Allarme ONU, povertà e migrazioni aumentano con il riscaldamento globale

Cambiamento climatico. Rapporto del comitato scientifico dell’Onu sul rapporto tra clima e territorio: rischi di siccità, incendi e instabilità alimentare

Luca Martinelli * • 9/8/2019 • Ambiente, Territorio e Beni comuni, Studi, Rapporti & Statistiche • 80 Viste

Gli scienziati del clima hanno lanciato l’ennesimo allarme di fronte al riscaldamento globale e ai cambiamenti climatici. A Ginevra, l’8 agosto, l’Intergovernmental Panel on Climate Change (Ipcc) dell’Onu ha presentato un rapporto speciale dedicato ad approfondire il rapporto tra uso del suolo e cambiamento climatico. Almeno mezzo miliardo di persone, spiega, vive in aree dov’è in corso un processo di desertificazione. Terre aride e desertiche sono più vulnerabili ai cambiamenti climatici e a eventi estremi quali siccità, onde di calore, tempeste di polvere.

IL RISULTATO È INEVITABILE: caleranno la produzione agricola e la sicurezza delle forniture alimentari. E a pagarne le conseguenze saranno soprattutto le popolazioni più povere di Africa e Asia, costrette ad emigrare. Ecco perché il flusso non può essere fermato, anche se chi cerca rifugio in Europa non può sapere che anche il Mediterraneo è – secondo gli scienziati che hanno redatto il report – ad alto rischio di desertificazione e incendi.

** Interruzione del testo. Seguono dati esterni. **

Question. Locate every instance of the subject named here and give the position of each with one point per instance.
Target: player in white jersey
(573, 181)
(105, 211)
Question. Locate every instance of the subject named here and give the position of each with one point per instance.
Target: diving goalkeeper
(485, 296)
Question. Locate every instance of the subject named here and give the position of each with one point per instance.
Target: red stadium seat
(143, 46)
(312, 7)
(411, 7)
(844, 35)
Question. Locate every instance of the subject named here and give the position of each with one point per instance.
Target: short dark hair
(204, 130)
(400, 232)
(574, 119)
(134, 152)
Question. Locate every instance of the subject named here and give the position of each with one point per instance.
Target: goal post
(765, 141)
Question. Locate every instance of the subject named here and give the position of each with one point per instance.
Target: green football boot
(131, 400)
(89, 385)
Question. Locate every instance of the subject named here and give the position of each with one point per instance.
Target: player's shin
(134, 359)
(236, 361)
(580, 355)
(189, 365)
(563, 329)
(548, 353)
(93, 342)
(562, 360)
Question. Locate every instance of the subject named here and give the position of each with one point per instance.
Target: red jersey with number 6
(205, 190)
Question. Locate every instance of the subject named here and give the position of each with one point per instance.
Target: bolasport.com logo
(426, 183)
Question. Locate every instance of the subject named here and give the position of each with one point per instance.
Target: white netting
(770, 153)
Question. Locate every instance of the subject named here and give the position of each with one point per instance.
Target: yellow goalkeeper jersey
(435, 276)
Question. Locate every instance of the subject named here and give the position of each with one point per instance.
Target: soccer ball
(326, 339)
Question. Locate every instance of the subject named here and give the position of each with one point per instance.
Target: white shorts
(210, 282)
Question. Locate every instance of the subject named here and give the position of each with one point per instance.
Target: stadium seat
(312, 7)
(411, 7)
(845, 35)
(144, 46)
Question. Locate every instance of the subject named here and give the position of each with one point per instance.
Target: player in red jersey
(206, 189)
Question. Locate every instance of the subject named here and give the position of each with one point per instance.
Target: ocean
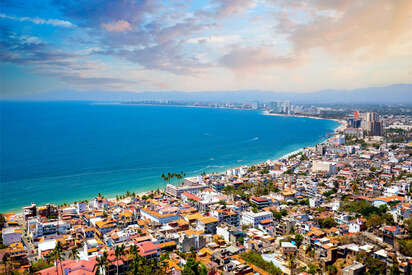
(65, 151)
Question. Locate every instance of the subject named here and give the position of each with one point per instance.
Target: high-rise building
(372, 125)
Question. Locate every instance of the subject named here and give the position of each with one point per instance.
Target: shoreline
(140, 192)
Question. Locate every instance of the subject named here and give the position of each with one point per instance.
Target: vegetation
(140, 265)
(194, 268)
(298, 240)
(405, 246)
(2, 221)
(327, 223)
(257, 260)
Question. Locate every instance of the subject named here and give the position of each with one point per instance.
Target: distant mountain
(399, 93)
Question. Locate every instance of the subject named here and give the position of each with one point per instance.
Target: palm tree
(101, 263)
(58, 255)
(6, 259)
(292, 264)
(74, 254)
(119, 252)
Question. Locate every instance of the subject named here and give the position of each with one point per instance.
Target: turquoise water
(65, 151)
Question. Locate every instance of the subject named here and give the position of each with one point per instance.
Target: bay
(64, 151)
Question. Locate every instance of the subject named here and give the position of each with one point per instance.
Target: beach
(111, 149)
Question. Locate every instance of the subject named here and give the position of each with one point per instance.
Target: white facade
(324, 166)
(11, 235)
(81, 207)
(250, 218)
(37, 229)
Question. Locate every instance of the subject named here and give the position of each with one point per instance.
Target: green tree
(2, 221)
(119, 252)
(298, 239)
(374, 266)
(102, 264)
(192, 267)
(6, 260)
(74, 254)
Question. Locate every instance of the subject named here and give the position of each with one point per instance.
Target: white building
(81, 207)
(11, 235)
(324, 166)
(37, 229)
(250, 218)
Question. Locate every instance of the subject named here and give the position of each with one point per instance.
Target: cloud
(39, 21)
(228, 8)
(371, 25)
(96, 12)
(251, 59)
(119, 26)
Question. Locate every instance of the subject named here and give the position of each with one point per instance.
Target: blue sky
(131, 45)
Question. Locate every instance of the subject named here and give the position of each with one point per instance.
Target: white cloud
(39, 21)
(119, 26)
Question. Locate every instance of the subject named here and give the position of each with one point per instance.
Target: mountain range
(393, 94)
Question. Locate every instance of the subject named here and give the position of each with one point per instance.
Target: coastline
(146, 189)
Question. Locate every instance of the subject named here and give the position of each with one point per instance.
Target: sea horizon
(28, 175)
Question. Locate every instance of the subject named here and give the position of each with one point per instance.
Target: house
(11, 235)
(157, 216)
(149, 250)
(386, 200)
(207, 224)
(288, 248)
(354, 269)
(72, 267)
(227, 216)
(254, 219)
(260, 201)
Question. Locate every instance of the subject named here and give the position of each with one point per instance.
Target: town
(340, 207)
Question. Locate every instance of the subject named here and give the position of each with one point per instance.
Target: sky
(206, 45)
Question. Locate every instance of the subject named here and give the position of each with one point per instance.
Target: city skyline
(203, 45)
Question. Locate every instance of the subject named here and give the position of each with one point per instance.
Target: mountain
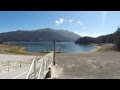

È passato meno di un anno da quando, nell’ottobre del 2018, lo stesso Ipcc ha pubblicato il rapporto sul clima famoso per avvertire che senza ridurre immediatamente le emissioni di gas climalteranti, già nel 2030 le temperature medie globali potrebbero superare la soglia di 1,5 gradi in più rispetto ai livelli pre-industriali. Il limite fissato dall’Accordo di Parigi del 2015.

Questo nuovo rapporto si concentra invece sul rapporto fra il cambiamento climatico e l’uso del suolo, studiando in particolare il rapporto tra modello agricolo e di gestione forestale e climate change. Per il report, la stabilità delle forniture di cibo calerà all’aumento della grandezza e della frequenza degli eventi atmosferici estremi, che spezzano la catena alimentare, ma anche come conseguenza di un aumento della concentrazione di CO2 nell’atmosfera, elemento che può abbassare le qualità nutritive dei raccolti.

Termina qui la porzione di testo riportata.